Germany keeps Lufthansa airborne with €9 billion
After weeks of negotiations, the German government has agreed to keep its national airline Lufthansa airborne by sliding across a total of €9 billion. It comes at a price, though. The state is stepping back into the capital for 20% after years of absence. It will have an option to get a blocking minority of 25% in case the airline is put up for sale.
The government will not interfere with the actual management of the company but implies strict limitations like no dividends for shareholders, no bonuses for managers, and the obligation to invest in renewing the fleet of airplanes to reduce CO2 emissions.
Below market price
With a raise of the company’s capital with €300 million, Berlin will get 20% of shares at a price of 2,56 euros, which is far below the market value to guarantee its return on investment in the future. On top of that, €4,7 billion will be injected as a ‘silent participation’ Lufthansa will pay an interest growing from 4% in 2020 to 7,5% by 2027.

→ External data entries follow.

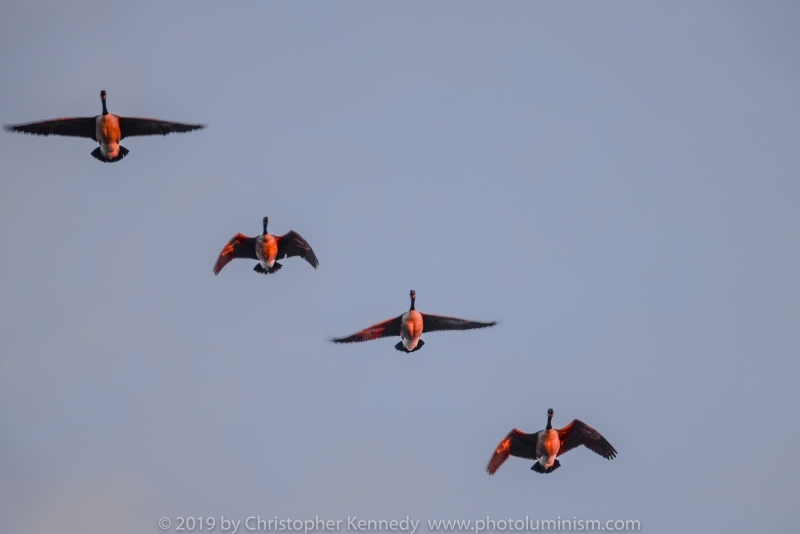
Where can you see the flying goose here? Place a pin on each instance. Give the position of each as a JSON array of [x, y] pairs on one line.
[[544, 446], [266, 248], [410, 327], [106, 129]]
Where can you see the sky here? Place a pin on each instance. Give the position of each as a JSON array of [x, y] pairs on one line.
[[615, 183]]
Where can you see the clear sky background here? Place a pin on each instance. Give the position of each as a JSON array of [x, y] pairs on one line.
[[615, 183]]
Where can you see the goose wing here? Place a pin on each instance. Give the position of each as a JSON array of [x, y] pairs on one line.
[[240, 246], [132, 126], [433, 323], [74, 127], [385, 329], [293, 244], [516, 443], [578, 433]]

Another €3 billion is added with a loan, and one billion is kept in reserve by Berlin to augment its share to 25% – a blocking minority – only in case of a public offer on the company by third parties. The government will get two seats in the company’s surveillance board but will abstain from its right to vote in the general assembly ‘unless in case of a public offer’.
Economic Stabilisation Fund
The money will come from the Economic Stabilisation Fund (ESF) the German government has created with €600 billion to tackle the consequences of the corona crisis for the economy. The fund counts on selling its share at market prices by 31 December 2023 if the group has managed to repay the injected funds by then, Lufthansa states.

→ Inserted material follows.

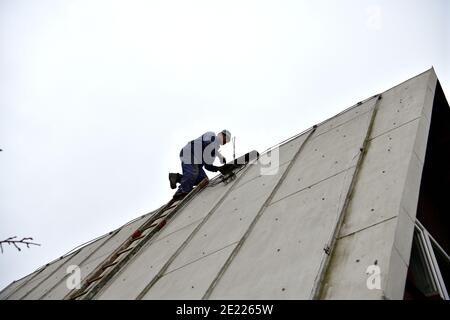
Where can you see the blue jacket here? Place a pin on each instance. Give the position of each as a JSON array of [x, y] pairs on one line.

With this compromise, Lufthansa boss, Carsten Spohr, manages to avoid what he is scared to death of, direct state interference in the company. The deal is yet to get the approval of the European Commission and the general assembly of shareholders. Meanwhile, negotiations with the countries of Lufthansa’s daughter airlines are going on.
In Belgium, Brussels Airlines is asking at least €290 million to €390 million of the government. But the latter wants in return to have a finger in the pie somehow on the Belgian level, like its German peer. Austrian Airlines is pulling its government by the sleeve to get €767 million, and the Swiss are willing to guarantee loans up to €1,2 billion for Swiss Airlines and Edelweiss.
Today, some 700 airplanes of Lufthansa’s fleet of 760 are grounded due to the corona crisis. Spohr estimates the airline won’t get back to a ‘noticeable restart’ before spring next year. The restructuring plan foresees reducing the fleet with 100 airplanes and threatens some 10 000 jobs.
In April, the airline transported some 3 000 passengers compared to 350 000 the year before. Operating losses accounted for €1,2 billion in the first quarter and are expected to become increasingly heavy in the next three months.